“A relationship of violence acts upon a body or upon things; it forces, it bends, it breaks on the wheel, it destroys, or it closes the door on all possibilities. Its opposite pole can only be passivity, and if it comes up against any resistance, it has no other option but to try to minimize it. On the other hand, a power relationship can only be articulated on the basis of two elements which are each indispensable if it is really to be a power relationship: that “the other” (the one over whom power is exercised) be thoroughly recognized and maintained to the very end as a person who acts; and that, faced with a relationship of power, a whole field of responses, reactions, results, and possible inventions may open up.
Obviously the bringing into play of power relations does not exclude the use of violence any more than it does the obtaining of consent; no doubt the exercise of power can never do without one or the other, often both at the same time.

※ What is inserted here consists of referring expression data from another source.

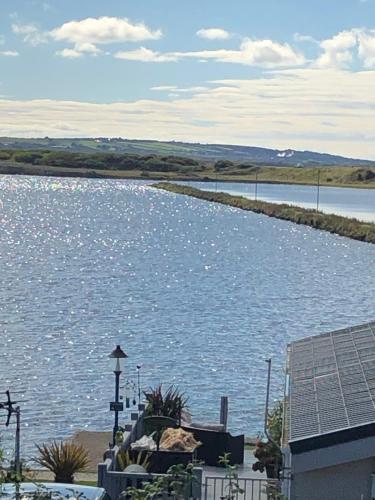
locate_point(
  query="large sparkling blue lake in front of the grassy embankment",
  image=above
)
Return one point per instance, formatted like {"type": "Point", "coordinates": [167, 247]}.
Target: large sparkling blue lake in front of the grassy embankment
{"type": "Point", "coordinates": [197, 293]}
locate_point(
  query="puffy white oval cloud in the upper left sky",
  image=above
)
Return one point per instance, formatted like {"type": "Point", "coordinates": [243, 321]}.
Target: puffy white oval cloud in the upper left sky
{"type": "Point", "coordinates": [104, 30]}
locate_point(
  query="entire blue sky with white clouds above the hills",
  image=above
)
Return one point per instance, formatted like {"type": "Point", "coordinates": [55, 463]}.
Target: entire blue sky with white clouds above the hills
{"type": "Point", "coordinates": [286, 74]}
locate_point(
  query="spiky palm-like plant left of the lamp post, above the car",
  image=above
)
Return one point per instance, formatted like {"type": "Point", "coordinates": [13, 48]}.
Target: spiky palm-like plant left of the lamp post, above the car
{"type": "Point", "coordinates": [63, 459]}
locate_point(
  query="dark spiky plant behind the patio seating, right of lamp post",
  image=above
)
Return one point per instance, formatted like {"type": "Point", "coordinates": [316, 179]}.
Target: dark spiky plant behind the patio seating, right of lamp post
{"type": "Point", "coordinates": [167, 404]}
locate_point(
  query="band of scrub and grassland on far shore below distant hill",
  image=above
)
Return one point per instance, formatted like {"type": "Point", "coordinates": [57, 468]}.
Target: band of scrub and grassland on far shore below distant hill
{"type": "Point", "coordinates": [174, 168]}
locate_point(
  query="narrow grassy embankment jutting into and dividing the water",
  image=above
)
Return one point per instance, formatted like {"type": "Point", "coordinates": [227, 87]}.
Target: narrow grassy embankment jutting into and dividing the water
{"type": "Point", "coordinates": [336, 224]}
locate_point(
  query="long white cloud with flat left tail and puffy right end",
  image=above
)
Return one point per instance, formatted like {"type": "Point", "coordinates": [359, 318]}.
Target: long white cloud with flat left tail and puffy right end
{"type": "Point", "coordinates": [264, 53]}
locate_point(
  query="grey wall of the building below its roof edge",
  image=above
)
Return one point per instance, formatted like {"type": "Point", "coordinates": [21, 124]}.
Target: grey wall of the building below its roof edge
{"type": "Point", "coordinates": [350, 481]}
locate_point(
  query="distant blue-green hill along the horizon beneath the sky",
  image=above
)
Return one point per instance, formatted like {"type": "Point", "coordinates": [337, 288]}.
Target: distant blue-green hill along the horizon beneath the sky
{"type": "Point", "coordinates": [209, 152]}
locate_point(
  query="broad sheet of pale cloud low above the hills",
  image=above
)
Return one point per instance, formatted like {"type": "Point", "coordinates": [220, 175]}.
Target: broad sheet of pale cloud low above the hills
{"type": "Point", "coordinates": [284, 109]}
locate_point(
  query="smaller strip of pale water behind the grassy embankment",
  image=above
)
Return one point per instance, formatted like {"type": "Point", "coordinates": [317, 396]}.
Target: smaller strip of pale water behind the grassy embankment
{"type": "Point", "coordinates": [349, 202]}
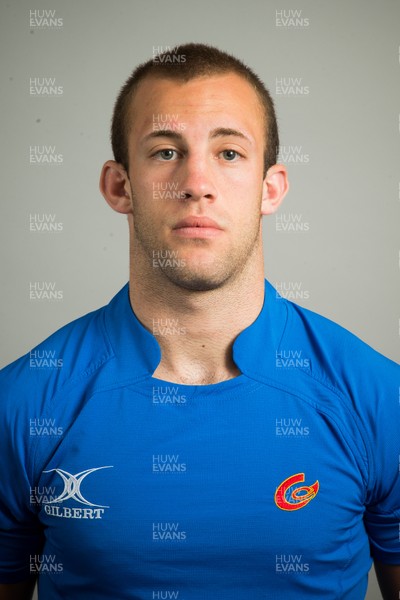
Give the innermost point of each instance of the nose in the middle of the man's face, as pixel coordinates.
(197, 179)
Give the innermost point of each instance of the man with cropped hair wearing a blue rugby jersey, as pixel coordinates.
(192, 455)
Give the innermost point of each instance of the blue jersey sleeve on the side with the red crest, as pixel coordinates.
(369, 387)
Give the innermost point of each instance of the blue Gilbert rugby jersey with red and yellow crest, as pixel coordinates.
(279, 483)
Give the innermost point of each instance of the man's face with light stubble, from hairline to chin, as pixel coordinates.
(196, 154)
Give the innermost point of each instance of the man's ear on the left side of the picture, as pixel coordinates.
(115, 187)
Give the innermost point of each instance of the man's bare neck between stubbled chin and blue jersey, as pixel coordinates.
(196, 330)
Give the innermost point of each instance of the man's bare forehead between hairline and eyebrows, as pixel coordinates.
(226, 99)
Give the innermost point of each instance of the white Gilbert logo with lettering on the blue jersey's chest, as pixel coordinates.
(72, 490)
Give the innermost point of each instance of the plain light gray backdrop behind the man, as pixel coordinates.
(344, 173)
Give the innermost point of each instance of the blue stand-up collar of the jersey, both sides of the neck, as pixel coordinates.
(138, 352)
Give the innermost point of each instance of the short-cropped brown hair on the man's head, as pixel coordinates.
(183, 63)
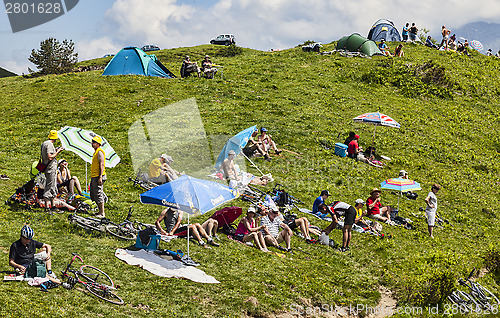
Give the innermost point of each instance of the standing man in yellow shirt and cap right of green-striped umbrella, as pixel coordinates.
(98, 175)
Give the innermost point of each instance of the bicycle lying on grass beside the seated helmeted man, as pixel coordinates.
(97, 282)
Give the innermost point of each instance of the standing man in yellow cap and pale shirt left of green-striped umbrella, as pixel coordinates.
(48, 155)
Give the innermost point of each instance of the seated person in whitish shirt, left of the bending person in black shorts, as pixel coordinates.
(272, 234)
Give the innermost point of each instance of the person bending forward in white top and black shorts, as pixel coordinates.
(337, 209)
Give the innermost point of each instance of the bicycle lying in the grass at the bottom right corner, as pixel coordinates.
(478, 299)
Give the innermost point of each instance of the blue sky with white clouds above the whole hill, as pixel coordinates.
(99, 27)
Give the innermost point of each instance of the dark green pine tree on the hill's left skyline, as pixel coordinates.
(54, 57)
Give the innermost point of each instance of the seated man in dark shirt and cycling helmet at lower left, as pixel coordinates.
(23, 256)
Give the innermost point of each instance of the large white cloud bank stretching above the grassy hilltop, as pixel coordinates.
(265, 24)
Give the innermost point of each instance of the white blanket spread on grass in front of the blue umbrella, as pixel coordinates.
(161, 267)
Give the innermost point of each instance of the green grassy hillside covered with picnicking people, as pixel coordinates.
(449, 113)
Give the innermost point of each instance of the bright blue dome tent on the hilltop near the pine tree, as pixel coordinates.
(134, 61)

But even though consensus and violence are the instruments or the results, they do not constitute the principle or the basic nature of power. The exercise of power can produce as much acceptance as may be wished for: it can pile up the dead and shelter itself behind whatever threats it can imagine. In itself the exercise of power is not violence; nor is it a consent which, implicitly, is renewable. It is a total structure of actions brought to bear upon possible actions; it incites, it induces, it seduces, it makes easier or more difficult; in the extreme it constrains or forbids absolutely; it is nevertheless always a way of acting upon an acting subject or acting subjects by virtue of their acting or being capable of action. A set of actions upon other actions.”

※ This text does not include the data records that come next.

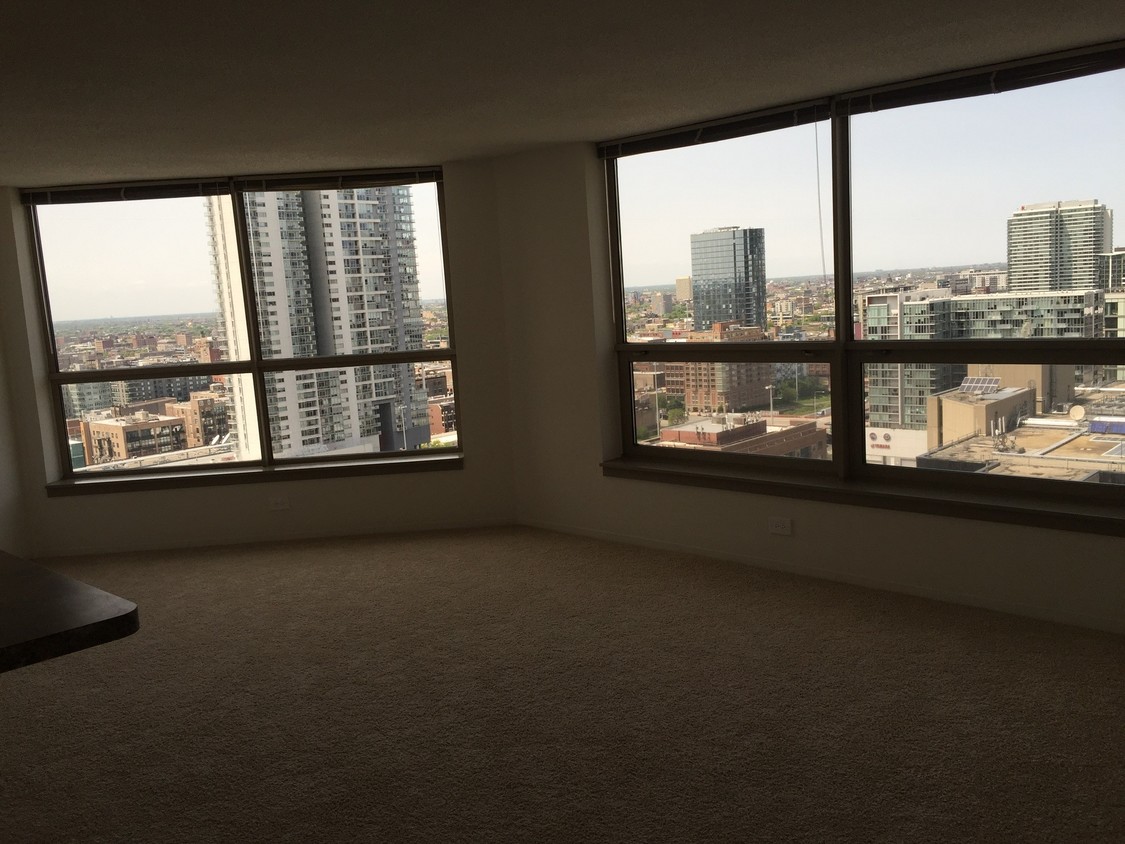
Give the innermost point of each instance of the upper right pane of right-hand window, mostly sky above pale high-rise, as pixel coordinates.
(991, 218)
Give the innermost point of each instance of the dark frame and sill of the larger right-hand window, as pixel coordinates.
(849, 478)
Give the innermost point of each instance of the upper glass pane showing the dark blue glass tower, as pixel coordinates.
(730, 241)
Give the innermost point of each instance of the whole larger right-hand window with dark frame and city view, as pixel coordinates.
(923, 279)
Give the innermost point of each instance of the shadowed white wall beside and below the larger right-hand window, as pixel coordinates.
(553, 212)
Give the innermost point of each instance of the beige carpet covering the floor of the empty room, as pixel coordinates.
(514, 685)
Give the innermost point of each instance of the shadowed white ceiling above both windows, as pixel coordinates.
(94, 93)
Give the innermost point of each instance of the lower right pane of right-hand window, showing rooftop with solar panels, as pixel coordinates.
(1051, 421)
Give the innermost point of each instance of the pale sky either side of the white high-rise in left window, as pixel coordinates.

Michel Foucault, (2000)  ‘The Subject and Power’. In J. Faubion (ed.). Tr. Robert Hurley and others. Power The Essential Works of Michel Foucault 1954-1984. Volume Three. New York: New Press, p. 340-1
Random thoughts in response
As Frédéric Gros point out in his useful article Foucault – philosopher of violence? (2012), Foucault has little to say directly on violence per se. The above quotation is perhaps one of his most extended discussions on the topic. Earlier in a 1973 lecture after working through the notion, but not coming to an entirely satisfactory conclusion, he defines ‘violence [as] the physical exercise of a completely unbalanced force’. In the more refined argument he produces in ‘The Subject and Power’. Foucault argues that when violence is exerted it is no longer a power relation. Power relies on people willingly and freely agreeing to modify their behaviour (even if under extreme duress and threat). Power is about changing people’s actions – which is different from the simple act of destroying and exerting physical force on their bodies. Violence can certainly be used as an instrument of power to threaten people and the result of power can be violence, but the exercise of power is not in itself violence, just as power is not equivalent to knowledge.
Making this distinction can lead to interesting ways of conducting a nuanced discussion of the tensions between power and violence. One might discuss, for instance, how different people choose to respond in differing ways to acts of physical force. When violence is exercised the victim has no choice. In the exercise of power both sides have choices – even if these are restricted.
One could perhaps argue that the difference between power and violence is the issue of choice on both sides of the equation.
 Michel Foucault, Psychiatric Power: Lectures at the Collège de France 1973-1975. Edited by Jacques Lagrange. Translated by Graham Burchell (New York: Palgrave Macmillan, 2006), p. 14
With thanks to Steven Ogden for provoking these thoughts.